# Consider a country, called Hom

Consider a country, called Home, that is thinking about starting up a semiconductor chip industry. There are already many producers of the chips in other countries, and there are initially no producers in Home. Suppose that to produce semiconductor chips one must first construct a plant, at a cost of \$150. The capacity of such a plant is 10 units per period. Suppose that there are two periods. In period 1, a new producer can set up a plant and begin production. The marginal cost for a new producer is \$10 per unit. If a new producer produces up to capacity in period 1, then he or she becomes an experienced producer, and his or her marginal cost will drop to 0 in period 2. However, even for experienced producers, the capacity constraint of 10 units still holds.

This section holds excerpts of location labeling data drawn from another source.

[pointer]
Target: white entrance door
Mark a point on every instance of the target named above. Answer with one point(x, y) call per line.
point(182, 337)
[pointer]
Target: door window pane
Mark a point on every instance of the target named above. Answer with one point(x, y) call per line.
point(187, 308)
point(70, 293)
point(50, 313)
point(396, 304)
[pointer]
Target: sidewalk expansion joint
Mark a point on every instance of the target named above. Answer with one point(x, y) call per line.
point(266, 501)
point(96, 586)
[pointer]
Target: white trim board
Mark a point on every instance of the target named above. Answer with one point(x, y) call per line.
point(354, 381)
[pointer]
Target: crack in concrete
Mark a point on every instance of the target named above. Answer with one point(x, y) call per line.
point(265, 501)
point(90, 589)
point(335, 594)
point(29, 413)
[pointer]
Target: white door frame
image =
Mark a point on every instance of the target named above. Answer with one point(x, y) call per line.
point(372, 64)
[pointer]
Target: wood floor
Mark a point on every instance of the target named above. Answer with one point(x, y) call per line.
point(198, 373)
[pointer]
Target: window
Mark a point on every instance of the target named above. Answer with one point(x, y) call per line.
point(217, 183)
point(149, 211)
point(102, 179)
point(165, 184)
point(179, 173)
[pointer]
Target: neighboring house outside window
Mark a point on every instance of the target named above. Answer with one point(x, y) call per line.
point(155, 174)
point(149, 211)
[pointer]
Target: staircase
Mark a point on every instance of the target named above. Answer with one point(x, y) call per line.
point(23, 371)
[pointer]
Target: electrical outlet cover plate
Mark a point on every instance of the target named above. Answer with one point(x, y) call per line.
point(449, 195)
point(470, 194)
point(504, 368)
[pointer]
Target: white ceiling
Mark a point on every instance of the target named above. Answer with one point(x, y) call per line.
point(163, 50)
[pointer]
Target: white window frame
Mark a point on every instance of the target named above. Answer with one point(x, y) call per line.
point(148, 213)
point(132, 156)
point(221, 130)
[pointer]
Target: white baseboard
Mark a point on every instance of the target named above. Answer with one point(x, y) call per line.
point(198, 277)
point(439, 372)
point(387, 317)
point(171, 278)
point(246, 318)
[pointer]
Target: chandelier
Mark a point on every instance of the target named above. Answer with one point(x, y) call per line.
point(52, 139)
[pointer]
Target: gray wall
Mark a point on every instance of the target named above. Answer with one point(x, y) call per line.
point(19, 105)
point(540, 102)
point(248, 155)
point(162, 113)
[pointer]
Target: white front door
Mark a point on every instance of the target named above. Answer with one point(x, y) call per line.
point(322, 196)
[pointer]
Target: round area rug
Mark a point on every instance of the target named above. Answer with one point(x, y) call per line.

Home country consumers demand semiconductor chips according to the demand curve:
Q = 36 – P,
Where Q is the quantity they consume in a given period and P is the price they face in that period. Home is small in the world market for chips, so it takes the world price as given. That price is \$12 in both periods.
Finally, assume for simplicity that the interest rate is zero, so the present value of a firm’s profits (producer surplus) is just the profits (net of fixed cost, if any) in period 1 (PS1) plus the profits in period 2 (PS2). We will write PSTOT = PS1 + PS2. Similarly, we calculate total consumer surplus by adding together consumer surplus in each of the two periods: CSTOT = CS1 + CS2, and similarly with government revenue when there is any:
GRTOT = GR1 + GR2.
(a) Will any Home firm invest in chip production under free trade?
(b) Calculate PSTOT, CSTOT, and social welfare under free trade. (Note: For simplicity, assume that there is at most only one firm in Home. It will, of course, be a price-taker on world markets.)
(c) Now suppose the government follows a policy of infant-industry protection. Specifically, suppose that it imposes a tariff of \$2 per unit on imported chips in period 1 and then returns to free trade in period 2. This policy is made public at the beginning of period 1 and is intended to give Home chip makers a chance to become competitive on world markets. Now answer (a) again.
(d) Under the policy described in (c), repeat the calculation in (b). Be sure to include the surplus to the government in the calculation of social welfare.
(e) Is the policy of infant-industry protection successful? Is it beneficial? Explain.